Ever since I enrolled at Oxford to pursue an MBA I’ve thought about this topic a whole bunch and after a year of seeking advice in lots of places I now have a few concepts–quick rules of thumb if you will–that can help filter and refine advice before you give it or take it. These “sniff tests” are based on quotes for ease of memory and are as follows:
First, remember that “no man ever steps in the same river twice, for it’s not the same river and he’s not the same man.” – Heraclitus of Ephesus
Advice that worked for someone in a specific context and at a particular time will not necessarily work for you. The world moves fast. Times change and people change. Good advice should be malleable enough to adapt to new situations. If not, it becomes useless pretty quickly. Here’s an example:
Bad advice: Get a university degree.
Good advice: Get an education.
Second, notice that often “we see the world, not as it is, but as we are.” 1 – Stephen R. Covey
Our experiences shape how we make decisions and ultimately, how we consider advice. Had a bad experience at a not-so-bad restaurant? You probably won’t recommend it even if the chef simply had a bad day. In other words, all advice we give and receive is coloured by our unique histories. So before you give or receive advice, consider if there’s any baggage it’s coming with.2
Third, “if you give advice, you need to be exposed to losses from it.” – Nassim Taleb
This last concept sounds extreme, but if you imagine that you will be exposed to losses related to poor advice, you are likely to take greater care. Likewise, if you are on the receiving end of advice, consider whether the person giving it really cares about you.
A Note on Good Advice
In sum, good advice should consider:
- context (what’s different this time?)
- bias (what personal history is colouring perceptions?)

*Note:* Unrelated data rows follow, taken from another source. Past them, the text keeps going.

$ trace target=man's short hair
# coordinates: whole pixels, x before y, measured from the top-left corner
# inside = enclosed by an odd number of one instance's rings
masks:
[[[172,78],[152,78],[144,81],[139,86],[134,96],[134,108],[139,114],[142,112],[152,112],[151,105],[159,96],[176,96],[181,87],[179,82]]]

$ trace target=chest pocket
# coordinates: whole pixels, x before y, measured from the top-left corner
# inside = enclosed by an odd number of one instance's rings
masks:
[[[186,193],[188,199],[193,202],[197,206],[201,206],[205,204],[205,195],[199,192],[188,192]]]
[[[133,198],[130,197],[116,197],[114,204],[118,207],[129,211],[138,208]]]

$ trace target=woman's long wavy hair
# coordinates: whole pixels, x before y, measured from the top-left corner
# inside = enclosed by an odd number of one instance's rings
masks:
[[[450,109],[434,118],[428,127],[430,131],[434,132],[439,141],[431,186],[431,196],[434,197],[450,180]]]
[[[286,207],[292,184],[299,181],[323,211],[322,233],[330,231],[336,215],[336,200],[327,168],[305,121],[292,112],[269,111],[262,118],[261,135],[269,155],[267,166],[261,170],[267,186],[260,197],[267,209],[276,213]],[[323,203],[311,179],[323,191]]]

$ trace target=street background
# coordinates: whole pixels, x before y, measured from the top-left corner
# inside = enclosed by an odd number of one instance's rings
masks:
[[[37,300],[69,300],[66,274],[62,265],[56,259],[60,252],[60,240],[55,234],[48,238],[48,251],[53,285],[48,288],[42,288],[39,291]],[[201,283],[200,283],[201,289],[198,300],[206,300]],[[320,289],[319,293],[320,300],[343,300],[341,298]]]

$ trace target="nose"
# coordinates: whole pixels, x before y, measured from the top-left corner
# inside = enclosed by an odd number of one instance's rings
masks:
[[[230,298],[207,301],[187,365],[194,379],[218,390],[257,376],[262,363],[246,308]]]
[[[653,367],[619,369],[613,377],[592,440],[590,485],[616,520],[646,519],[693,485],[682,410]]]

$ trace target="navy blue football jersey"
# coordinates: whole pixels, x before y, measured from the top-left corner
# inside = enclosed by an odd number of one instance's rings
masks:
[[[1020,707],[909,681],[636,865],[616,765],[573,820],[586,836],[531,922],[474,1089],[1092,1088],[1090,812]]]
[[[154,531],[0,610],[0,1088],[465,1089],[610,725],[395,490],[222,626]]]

- skin in the game (what’s the responsibility and how invested is the advisor?)
Keeping these three ideas in mind should help us all deal with advice a bit better, including the advice in this blog post.3
 Thanks for helping me find the quote Vicky!
 My baggage for the advice in this article is that I’ve spent many years seeking advice on a range of subjects and also writing lots of advice. Some of it has worked really well and some of it hasn’t.
 I considered all three sniff tests while writing this post.